Verder heeft verweerder zich op het standpunt mogen stellen dat gelet op het feit dat eiseres heeft gelogen tijdens het gehoor, in grote lijnen niet als geloofwaardig kan worden beschouwd. Ook heeft verweerder eiseres mogen aanrekenen dat zij een vals visum heeft gebruikt voor haar reis. Gelet hierop heeft verweerder de aanvraag mogen afwijzen als kennelijk ongegrond met toepassing van artikel 30b, eerste lid, aanhef en onder c, van de Vw 2000.

Conclusie en gevolgen

6. Het beroep is ongegrond.
7. Het beroep is ongegrond. Nu met deze uitspraak op het beroep wordt beslist, bestaat er geen aanleiding meer voor het treffen van een voorlopige voorziening. Dat verzoek wordt daarom afgewezen.
8. In de geconstateerde gebreken ziet de rechtbank aanleiding verweerder te veroordelen in door eiseres gemaakte proceskosten.
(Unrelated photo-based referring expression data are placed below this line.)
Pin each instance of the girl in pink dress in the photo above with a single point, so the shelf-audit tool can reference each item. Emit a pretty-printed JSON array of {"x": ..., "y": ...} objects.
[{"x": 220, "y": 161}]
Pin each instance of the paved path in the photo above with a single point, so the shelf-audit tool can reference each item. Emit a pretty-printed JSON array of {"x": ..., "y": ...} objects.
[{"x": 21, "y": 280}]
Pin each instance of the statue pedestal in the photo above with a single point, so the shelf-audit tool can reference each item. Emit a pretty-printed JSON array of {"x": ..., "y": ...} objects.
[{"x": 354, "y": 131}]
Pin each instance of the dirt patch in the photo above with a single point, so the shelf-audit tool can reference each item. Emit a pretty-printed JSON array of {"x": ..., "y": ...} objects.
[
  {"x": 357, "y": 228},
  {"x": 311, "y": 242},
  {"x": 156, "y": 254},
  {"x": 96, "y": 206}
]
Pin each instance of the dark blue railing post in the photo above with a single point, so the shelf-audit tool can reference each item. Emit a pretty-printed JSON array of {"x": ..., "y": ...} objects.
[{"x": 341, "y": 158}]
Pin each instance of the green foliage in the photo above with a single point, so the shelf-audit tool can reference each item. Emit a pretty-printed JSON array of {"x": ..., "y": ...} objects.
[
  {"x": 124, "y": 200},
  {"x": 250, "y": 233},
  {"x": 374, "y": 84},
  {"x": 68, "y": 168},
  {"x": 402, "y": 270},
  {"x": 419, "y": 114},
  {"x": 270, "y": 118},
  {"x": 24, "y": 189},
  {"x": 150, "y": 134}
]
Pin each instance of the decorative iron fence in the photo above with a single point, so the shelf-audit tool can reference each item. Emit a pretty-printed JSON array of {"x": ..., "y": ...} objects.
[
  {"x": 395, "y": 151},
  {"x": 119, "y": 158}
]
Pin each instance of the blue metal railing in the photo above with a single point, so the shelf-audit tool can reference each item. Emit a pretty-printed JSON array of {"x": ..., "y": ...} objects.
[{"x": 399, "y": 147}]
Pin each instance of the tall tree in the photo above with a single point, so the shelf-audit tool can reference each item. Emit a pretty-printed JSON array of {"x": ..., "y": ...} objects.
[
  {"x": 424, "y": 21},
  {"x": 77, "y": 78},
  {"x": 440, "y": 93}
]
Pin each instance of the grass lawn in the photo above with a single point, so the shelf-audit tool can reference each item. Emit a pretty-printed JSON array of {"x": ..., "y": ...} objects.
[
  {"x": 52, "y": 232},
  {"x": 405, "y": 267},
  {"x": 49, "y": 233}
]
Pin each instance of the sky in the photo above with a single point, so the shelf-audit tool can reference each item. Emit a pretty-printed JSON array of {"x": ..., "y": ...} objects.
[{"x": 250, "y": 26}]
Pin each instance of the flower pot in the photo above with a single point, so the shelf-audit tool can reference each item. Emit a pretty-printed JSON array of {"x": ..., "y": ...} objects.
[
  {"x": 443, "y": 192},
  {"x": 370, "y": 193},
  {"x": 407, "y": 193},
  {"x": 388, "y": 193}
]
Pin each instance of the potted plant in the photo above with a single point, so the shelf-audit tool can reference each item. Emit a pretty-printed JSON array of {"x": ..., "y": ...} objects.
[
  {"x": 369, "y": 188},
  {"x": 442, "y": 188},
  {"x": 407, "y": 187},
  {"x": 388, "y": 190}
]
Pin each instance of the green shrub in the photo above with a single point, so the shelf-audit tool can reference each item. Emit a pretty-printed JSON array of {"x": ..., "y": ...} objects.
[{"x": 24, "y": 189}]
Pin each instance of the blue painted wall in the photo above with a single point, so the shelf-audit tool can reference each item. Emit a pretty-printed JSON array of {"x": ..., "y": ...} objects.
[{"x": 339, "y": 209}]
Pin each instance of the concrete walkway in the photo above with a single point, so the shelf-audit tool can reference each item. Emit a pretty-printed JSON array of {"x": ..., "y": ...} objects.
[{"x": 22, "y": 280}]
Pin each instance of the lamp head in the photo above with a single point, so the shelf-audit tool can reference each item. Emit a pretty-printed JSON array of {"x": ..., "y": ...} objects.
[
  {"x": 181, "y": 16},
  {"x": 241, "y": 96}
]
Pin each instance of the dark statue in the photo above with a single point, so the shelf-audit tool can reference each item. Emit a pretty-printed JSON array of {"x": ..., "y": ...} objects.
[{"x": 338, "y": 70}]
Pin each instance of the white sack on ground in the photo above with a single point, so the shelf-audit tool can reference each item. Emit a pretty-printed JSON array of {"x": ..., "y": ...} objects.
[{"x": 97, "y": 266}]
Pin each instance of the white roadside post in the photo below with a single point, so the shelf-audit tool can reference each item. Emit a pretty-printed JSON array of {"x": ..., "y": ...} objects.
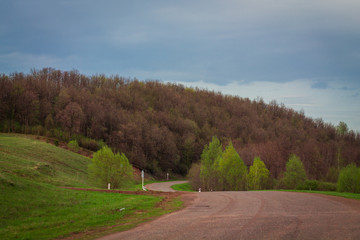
[{"x": 142, "y": 180}]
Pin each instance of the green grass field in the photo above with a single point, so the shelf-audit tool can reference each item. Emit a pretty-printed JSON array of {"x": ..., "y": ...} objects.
[{"x": 33, "y": 206}]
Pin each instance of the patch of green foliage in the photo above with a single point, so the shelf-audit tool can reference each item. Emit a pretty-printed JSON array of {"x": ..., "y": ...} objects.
[
  {"x": 73, "y": 146},
  {"x": 107, "y": 167},
  {"x": 349, "y": 179},
  {"x": 33, "y": 206},
  {"x": 186, "y": 187},
  {"x": 295, "y": 174}
]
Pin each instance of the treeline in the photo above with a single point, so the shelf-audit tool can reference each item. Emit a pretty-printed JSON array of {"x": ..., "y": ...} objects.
[
  {"x": 220, "y": 170},
  {"x": 164, "y": 127}
]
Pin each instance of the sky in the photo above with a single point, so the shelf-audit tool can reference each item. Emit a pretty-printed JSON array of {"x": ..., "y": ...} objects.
[{"x": 304, "y": 54}]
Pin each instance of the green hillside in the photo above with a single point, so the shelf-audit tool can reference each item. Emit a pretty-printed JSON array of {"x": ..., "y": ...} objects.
[{"x": 33, "y": 206}]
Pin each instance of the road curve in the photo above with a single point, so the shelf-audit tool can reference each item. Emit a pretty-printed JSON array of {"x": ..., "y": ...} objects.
[
  {"x": 255, "y": 215},
  {"x": 163, "y": 186}
]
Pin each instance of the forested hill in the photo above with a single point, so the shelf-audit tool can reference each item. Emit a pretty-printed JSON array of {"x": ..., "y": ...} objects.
[{"x": 164, "y": 127}]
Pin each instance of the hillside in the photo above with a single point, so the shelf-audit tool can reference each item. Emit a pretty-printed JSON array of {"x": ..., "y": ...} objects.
[
  {"x": 33, "y": 206},
  {"x": 164, "y": 127}
]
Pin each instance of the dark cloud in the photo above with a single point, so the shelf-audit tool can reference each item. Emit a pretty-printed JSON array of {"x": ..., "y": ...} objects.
[{"x": 320, "y": 85}]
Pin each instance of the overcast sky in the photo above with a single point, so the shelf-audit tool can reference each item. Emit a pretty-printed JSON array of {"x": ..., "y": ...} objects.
[{"x": 303, "y": 53}]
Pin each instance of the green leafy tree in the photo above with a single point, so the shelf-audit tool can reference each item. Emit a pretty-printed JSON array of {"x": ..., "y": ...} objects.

Deze kosten stelt de rechtbank, op grond van het besluit proceskosten bestuursrecht. voor de door een derde beroepsmatig verleende rechtsbijstand, vast op € 2.721,-. [11]

Beslissing

De rechtbank verklaart het beroep ongegrond.
De voorzieningenrechter wijst het verzoek tot het treffen van een voorlopige voorziening af.
De rechtbank / voorzieningenrechter veroordeelt verweerder in de proceskosten van eiseres tot een bedrag van € 2.721,-.
Deze uitspraak is gedaan door mr. D. Biever, (voorzieningen)rechter, in aanwezigheid van mr. R.S. Ouertani, griffier.
De beslissing is uitgesproken in het openbaar en bekendgemaakt op:
Informatie over hoger beroep
Een partij die het niet eens is met deze uitspraak, kan een hogerberoepschrift sturen naar de Afdeling bestuursrechtspraak van de Raad van State waarin wordt uitgelegd waarom deze partij het niet eens is met de uitspraak. Het hogerberoepschrift moet worden ingediend binnen 1 week na de dag waarop deze uitspraak is verzonden. Kan de indiener de behandeling van het hoger beroep niet afwachten, omdat de zaak spoed heeft, dan kan de indiener de voorzieningenrechter van de Afdeling bestuursrechtspraak van de Raad van State vragen om een voorlopige voorziening (een tijdelijke maatregel) te treffen. Tegen de uitspraak op de voorlopige voorziening staat geen rechtsmiddel open.

Voetnoten

1.Op grond van artikel 30b, eerste lid, aanhef en onder b en c, van de Vreemdelingenwet 2000 (Vw 2000).
2.Het arrest CV van het Hof van Justitie van de Europese Unie van 4 oktober 2024 (C-406/22), ECLI:EU:C:2024:841.
3.Informatie van Equal Rights Measures van 13 aril 2023.
4.Zie de uitspraak van deze rechtbank met nummer ECLI:NL:RBDHA:2025:172.
5.Met toepassing van artikel 6:22 van de Algemene wet bestuursrecht (Awb).
6.Verslag gehoor aanmeldfase, p. 4, 18 en 19.
7.Verslag gehoor aanmeldfase, p. 19.
8.Verslag gehoor aanmeldfase, p. 19.
9.Verslag gehoor aanmeldfase, p.15.
10.Verslag gehoor aanmeldfase, p. 19.
11.1 punt voor het indienen van het beroepschrift, 1 punt voor het indienen van het verzoekschrift en 1 punt voor het verschijnen ter zitting met een waarde per punt van € 907,- en een wegingsfactor 1.